I always use a one rein stop, actually I've never seen a "pulley rein" stop before, it looks a little terrifying though. You have to know how big or how small you can make your circles on the horse you are riding though. My mare, well I can pull her into a less than 10 feet circle on the wrong lead and she will switch and keep on going, or counter canter the whole way if she feels like it. Yeah, I'm not too worried about her losing her balance. Still I just pull her around and wait for her to STOP and GIVE. A lot of people do a one rein stop and quit when the horse gives them a walk. As soon as I start the circle I ask her to move her hip over and pivot on the front until she starts to give and _then_ I let her stop and take a deep breathe before I give her head back. If she is leaning on my hand, then I make her pivot more. Rinse and repeat.


----------



## boots (Jan 16, 2012)

I've tripped two horses over onto their sides using the one-rein stop. 

I'll go with the pulley rein technique. Even in a western curb or pelham.


----------



## TXhorseman (May 29, 2014)

The most common reaction of riders on runaway horses is to squeeze with their legs in an effort to stay on while at the same time pulling backward on both reins.

While we can seldom keep ourselves from reacting this way initially, it is important to counter this urge as soon as possible. It is very hard to fall off a horse if the rider is balanced, relaxed, and has a low center of gravity. Practice riding in this way helps it become more natural even in panicky situations. Knowing how hard it is to fall off the horse, the rider can relax his legs which had been telling the horse to run faster. 

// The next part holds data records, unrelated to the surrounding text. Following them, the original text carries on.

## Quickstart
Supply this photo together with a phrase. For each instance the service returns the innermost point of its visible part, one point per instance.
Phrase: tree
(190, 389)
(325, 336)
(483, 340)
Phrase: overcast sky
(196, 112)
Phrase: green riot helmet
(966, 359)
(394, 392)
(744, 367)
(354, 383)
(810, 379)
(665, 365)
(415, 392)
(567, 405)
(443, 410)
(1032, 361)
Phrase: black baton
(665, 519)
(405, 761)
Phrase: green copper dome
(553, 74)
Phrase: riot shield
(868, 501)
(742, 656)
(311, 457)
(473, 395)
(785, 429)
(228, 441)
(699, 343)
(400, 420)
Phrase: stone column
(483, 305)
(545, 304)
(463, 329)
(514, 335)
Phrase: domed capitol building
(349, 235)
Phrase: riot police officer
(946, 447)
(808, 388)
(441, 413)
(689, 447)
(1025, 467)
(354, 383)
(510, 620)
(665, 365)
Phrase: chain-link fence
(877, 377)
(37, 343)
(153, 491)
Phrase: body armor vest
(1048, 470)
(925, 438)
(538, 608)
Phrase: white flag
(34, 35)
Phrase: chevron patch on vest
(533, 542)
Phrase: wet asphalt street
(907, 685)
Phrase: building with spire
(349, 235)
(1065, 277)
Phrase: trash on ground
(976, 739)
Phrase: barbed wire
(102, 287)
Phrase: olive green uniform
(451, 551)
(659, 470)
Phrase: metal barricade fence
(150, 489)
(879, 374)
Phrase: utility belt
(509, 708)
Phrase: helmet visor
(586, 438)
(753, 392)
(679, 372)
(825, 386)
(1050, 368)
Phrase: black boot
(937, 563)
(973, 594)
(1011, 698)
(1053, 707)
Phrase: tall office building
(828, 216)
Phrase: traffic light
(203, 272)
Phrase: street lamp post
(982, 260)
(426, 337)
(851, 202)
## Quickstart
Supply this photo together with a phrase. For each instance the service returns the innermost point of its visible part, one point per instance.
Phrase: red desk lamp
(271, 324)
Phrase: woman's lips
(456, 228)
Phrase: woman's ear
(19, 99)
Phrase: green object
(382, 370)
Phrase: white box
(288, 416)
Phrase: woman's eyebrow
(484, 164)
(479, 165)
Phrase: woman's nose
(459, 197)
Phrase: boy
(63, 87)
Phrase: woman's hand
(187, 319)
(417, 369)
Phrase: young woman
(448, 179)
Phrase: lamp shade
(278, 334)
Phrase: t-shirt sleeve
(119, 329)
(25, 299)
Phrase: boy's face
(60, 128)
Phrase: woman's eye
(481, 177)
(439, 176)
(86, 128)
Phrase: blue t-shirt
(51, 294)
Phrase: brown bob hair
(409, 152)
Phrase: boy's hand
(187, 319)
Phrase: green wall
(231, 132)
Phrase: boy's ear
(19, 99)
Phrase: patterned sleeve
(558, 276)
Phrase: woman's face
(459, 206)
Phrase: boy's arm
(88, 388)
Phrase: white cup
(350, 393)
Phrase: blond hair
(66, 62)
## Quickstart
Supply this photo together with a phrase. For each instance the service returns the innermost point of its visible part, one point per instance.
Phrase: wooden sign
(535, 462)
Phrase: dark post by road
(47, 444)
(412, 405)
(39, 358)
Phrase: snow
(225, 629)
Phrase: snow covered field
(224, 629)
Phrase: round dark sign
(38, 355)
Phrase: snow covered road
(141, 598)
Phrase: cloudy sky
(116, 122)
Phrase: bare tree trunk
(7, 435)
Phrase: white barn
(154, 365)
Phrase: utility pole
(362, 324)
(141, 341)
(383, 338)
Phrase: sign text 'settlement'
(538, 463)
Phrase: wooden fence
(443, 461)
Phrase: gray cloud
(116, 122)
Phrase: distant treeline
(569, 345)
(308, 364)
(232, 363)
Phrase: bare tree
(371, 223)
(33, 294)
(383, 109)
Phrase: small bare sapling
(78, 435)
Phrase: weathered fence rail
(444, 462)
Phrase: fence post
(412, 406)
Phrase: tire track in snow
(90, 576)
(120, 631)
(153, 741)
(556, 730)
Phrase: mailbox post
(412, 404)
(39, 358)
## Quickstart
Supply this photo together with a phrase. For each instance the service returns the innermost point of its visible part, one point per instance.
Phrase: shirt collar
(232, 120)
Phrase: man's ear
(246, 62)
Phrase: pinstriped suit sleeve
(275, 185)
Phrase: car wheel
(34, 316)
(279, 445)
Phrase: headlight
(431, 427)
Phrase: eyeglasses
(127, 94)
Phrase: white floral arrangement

If the horse does not respond to halt cues, the best thing to do is to turn the horse. The faster the horse is going, the more gradual the turn should be. Unless the horse turns well with usual cues, I recommend pulling one rein to the side (not backward) while relieving tension on the other rein. If you don't release tension on the second rein, you end up pulling on both reins and the horse may simply grip the bit in its mouth, lean forward while you hold it up, and run faster.

After beginning the turn, simply continue reducing the radius of the turn until the horse gradually slows and comes to a stop. This is much like what the cowboys did with stampeding cattle. Remember those cowboy movies?

In the few situations where wide turns are not possible, turning the horse into a barrier is usually effective. If this is not possible, about the only choices would be the pulley-stop or one-rein stop.


----------



## Palomine (Oct 30, 2010)

I may be wrong but I get the feeling that there are a lot of things in your riding and handling techniques that are lacking.

This horse is doing completely what it wants too, and eventually, you are going to get hurt.

Are you taking any lessons from someone that is qualified?

How much real experience do you have with horses and how gotten?


----------